Talking about GUI toolkits, there are a number of toolkits out there for you to choose from. Qt and GTK are probably the more popular ones, but wxWidgets is gaining popularity. GTK and Qt are both non-native toolkits, in that they use their own drawing engines. Qt now uses the drawing API of the platform to give a more native look-and-feel. GTK on the other hand uses a number of different engines some of which emulate the look of native widget sets. wxWidgets however uses the native drawing system of the platform itself and only provides a thin abstraction layer on top of it. This means that your apps will look like native apps because they are effectively using the same set of graphics widgets. GTK is written in C while Qt and wxWidgets are in C++, but bindings for all of them exist in many popular cross-platform languages, so you can pick and choose at will.

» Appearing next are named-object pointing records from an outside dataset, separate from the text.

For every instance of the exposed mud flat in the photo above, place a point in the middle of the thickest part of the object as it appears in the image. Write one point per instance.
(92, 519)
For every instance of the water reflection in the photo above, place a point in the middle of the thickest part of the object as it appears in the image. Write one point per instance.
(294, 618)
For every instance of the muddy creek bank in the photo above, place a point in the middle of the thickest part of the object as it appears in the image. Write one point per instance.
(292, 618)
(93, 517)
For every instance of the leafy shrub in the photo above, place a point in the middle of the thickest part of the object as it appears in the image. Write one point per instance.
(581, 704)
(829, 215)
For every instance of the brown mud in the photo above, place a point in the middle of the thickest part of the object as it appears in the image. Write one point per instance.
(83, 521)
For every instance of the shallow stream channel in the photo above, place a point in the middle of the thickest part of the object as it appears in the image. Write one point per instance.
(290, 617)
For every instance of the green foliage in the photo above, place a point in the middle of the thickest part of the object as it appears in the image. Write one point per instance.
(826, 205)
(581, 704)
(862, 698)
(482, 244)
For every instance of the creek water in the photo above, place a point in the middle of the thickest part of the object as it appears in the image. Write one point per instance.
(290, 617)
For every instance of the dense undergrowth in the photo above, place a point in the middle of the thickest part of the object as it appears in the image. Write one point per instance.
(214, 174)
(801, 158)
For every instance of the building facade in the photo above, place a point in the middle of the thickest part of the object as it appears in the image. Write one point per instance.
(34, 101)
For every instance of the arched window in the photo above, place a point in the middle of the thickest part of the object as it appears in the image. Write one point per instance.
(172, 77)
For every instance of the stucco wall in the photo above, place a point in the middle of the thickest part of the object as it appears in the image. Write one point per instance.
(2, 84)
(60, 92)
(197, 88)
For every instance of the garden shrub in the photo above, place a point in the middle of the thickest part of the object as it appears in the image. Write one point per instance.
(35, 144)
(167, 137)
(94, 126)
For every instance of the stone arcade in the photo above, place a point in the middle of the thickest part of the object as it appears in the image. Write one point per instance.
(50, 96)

Though I’ve presented cross-compiling and interpreted languages as two different solutions, you can take a middle path: writing part of your program in code that will be compiled separately for each platform and part in an interpreted language. The Firefox browser uses this technique. The Gecko layout engine is written in C++, but a large part of the application is made using interpreted scripting languages like XUL, CSS and JavaScript, allowing it to be easily ported. Besides Windows, Mac and Linux,  ports are available for BeOS, SkyOS, FreeBSD and OS/2.

Ultimately it comes down to you as a developer to decide which method and technologies will make your worker easier and the end product. My personal favourite is Java/Swing for heavy projects and Python/wxWidgets for smaller personal work.